Photobucket

Jumat, 06 Juli 2007

Penyintas (Dari berbagai sumber)

Kemarin seorang teman bertanya kepada saya apa arti penyintas dan dari mana asalnya. Terus terang, saya juga baru dengar dari teman saya itu. "Barangkali itu berasal dari kata "sintas"," begitu saya menjawab pertanyaannya. Lalu iseng-iseng saya buka Kamus Besar Bahasa Indonesia edisi ketiga (yang merah). Ternyata memang ada kata "sintas" di dalamnya, tetapi kata "penyintas" tidak ada. Dalam kamus itu disebutkan bahwa "sintas" termasuk kata sifat, artinya 'terus bertahan hidup' atau 'mampu mempertahankan keberadaannya'. Kalau begitu, " penyintas" mestinya berarti "alat untuk mempertahankan hidup" atau "orang yang suka mempertahankan hidup". Serupa dengan kata "pembersih" dan "pemarah".

Ternyata analogi saya meleset. "Penyintas menurut beberapa orang dalam blognya ternyata berarti 'orang yang selamat dari musibah'. Misalnya ada judul "Mati Ketawa ala Penyintas Gempa" (Purnawan Kristanto dalam "Sabda Space"), "Kesaksian Penyintas Jugun Ianfu" (Esther dalam "Esutoru"), dan "Penyintas Topan Durian Mulai Kuburkan Korban Tewas (Kapanlagi.com). "Penyintas" dalam judul-judul tersebut memang bisa diartikan sebagai 'orang yang selamat dari gempa, Jugun Ianfu, dan Topan Durian'.
Akan tetapi, bisakan "penyintas" dalam "Asa Baru Perempuan Penyintas" (Veronica Kusuma dalam Kompas, 4 Desember 2006) diartikan sebagai 'orang yang selamat dari musibah'? Hehehe ... ternyata Veronica punya pengertian lain, "penyintas" itu 'orang yang ditinggalkan'. Wah, makin bingunglah saya.

Dalam kebingungan itu, saya temukan artikel Ayu Utami dalam Koran Sindo, 20 Mei 2007. Judulnya "KODOK NGOREK, Sintas". Katanya, "penyintas" muncul pertama kali pada tahun 2005. Baik di yahoo maupun di google belum banyak dipakai. Di yahoo hanya 200-an, di google ada 400-an. Hebatnya, kata ini muncul bukan dari kalangan ahli sastra ataupun ahli linguistik. Kata ini muncul dari para pegiat alias aktivis LSM dalam konteks bencana.

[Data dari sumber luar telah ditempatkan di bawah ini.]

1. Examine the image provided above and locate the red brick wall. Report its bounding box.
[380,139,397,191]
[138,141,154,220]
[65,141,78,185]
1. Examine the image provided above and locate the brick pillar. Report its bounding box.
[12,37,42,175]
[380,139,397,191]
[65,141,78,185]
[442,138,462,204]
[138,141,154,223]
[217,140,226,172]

Para pegiat ini memerlukan kata yang lebih pendek untuk menerjemahkan kata "survivor". Mereka paling tidak harus menggunakan tiga patah kata, yakni: "korban yang selamat" (tentu saja dari musibah). Kita tahu, betapa banyak musibah alias bencana yang terjadi tiga tahun terakhir ini. Bayangkan saja kalau setiap kali kita mesti bilang atau mengetik kata itu. Pegel lah ya... Karenanya, mereka butuh "penyintas". Begitulah ...

Dalam perkembangannya, kata ini lantas diinterpretasikan menurut kebutuhan. Tapi masalahnya adalah dari manakah asal kata "sintas" yang baru muncul di Kamus Besar Bahasa Indonesia edisi ketiga itu?